Project

General

Profile

Actions

Bug #6074

closed

Current master as of 2023-06-25 broken in my environment

Added by falconia 10 months ago. Updated 9 months ago.

Status:
Resolved
Priority:
Normal
Assignee:
Target version:
-
Start date:
06/27/2023
Due date:
% Done:

0%

Spec Reference:

Description

Let me preface this report by saying that it is certainly not up to the quality standard for proper bug reports, and as a developer I am expected to do better. However, in my defense I have to point out that I have only one working BTS, and when I reached the limit of how much downtime I could allow on my production network, I had to abort the investigation and go back to a stable build.

On 2023-06-25 (Themyscira time zone, GMT-08:00 all year round, no DST) I made an attempt to update my production network (specifically the software that runs on my Slackware Linux server, namely OsmoHLR, OsmoSTP, OsmoMSC, OsmoBSC and one OsmoMGW for both MSC and BSC) from the now-elderly 2021-11 release to what was current master as of this attempt two days ago. (The osmo-bts-sysmo process running on the sysmoBTS box is already up to recent master, keeping up with changes I've been submitting and getting mainlined in OsmoBTS, but the other processes running on the Slackware server are a different story.) Once I got the new software version up and running, I saw this behavior: the two test MS I had on hand at the time registered successfully (good LU), USSD also worked as expected, but voice calls were completely broken, both in my production config with external MNCC and even when I switched to internal MNCC for a test. I never tested SMS.
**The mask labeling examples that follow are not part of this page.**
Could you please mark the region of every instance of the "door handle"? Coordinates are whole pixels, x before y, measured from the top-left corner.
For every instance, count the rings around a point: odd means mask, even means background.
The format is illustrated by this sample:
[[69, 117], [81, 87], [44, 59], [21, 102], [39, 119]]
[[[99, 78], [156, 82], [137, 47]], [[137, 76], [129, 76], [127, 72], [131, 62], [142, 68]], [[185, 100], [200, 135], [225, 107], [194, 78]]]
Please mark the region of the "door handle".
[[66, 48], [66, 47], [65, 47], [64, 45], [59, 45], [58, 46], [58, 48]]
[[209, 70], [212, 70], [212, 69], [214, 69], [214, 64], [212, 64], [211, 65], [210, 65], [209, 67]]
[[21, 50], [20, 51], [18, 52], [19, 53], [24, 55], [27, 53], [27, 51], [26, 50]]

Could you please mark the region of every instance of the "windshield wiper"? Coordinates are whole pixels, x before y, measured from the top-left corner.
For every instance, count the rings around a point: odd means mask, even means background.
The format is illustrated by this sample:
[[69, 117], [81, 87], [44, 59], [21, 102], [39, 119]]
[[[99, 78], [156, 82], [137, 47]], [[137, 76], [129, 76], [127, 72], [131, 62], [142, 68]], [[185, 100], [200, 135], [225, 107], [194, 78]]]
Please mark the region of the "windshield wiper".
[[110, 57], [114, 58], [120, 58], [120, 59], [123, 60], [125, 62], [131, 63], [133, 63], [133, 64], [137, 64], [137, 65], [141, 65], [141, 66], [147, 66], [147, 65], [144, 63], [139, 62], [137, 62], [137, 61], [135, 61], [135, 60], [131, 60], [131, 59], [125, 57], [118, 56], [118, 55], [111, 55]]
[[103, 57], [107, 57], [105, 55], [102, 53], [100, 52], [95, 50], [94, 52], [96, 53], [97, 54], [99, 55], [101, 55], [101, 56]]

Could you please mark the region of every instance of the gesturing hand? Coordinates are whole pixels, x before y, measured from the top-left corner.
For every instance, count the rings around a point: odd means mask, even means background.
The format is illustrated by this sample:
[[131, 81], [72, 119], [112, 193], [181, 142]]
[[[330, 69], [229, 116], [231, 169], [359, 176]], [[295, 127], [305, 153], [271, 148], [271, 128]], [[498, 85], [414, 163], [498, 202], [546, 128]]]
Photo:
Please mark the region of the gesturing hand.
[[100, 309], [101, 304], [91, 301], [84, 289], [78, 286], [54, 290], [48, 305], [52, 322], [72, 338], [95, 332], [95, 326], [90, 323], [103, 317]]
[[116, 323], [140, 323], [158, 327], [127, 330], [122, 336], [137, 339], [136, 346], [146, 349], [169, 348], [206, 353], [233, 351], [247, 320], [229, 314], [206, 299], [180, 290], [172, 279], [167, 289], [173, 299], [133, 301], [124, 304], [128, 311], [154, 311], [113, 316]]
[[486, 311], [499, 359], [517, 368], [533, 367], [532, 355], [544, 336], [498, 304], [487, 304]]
My first test call was made in the production-style setup with ThemWi external MNCC, using themwi-test-mtc command line program that makes a single-leg (MT only, no MO leg) test call to a single connected MS. Result: the test phone started ringing and then immediately stopped some fraction of a second later; the output from OsmoMSC on the MNCC socket was MNCC_CALL_CONF_IND, then MNCC_RTP_CREATE, and then immediately MNCC_REL_IND. I looked in syslog (that's how I get logs from OsmoCNI components) - the excerpt corresponding to this test call is attached in log-frag1.txt. The logging verbosity levels were unchanged from my previously-stable production setup that ran 2021-11 release. These lines drew my attention: line numbers 9, 10, 12 and 13 in the log-frag1.txt attachment.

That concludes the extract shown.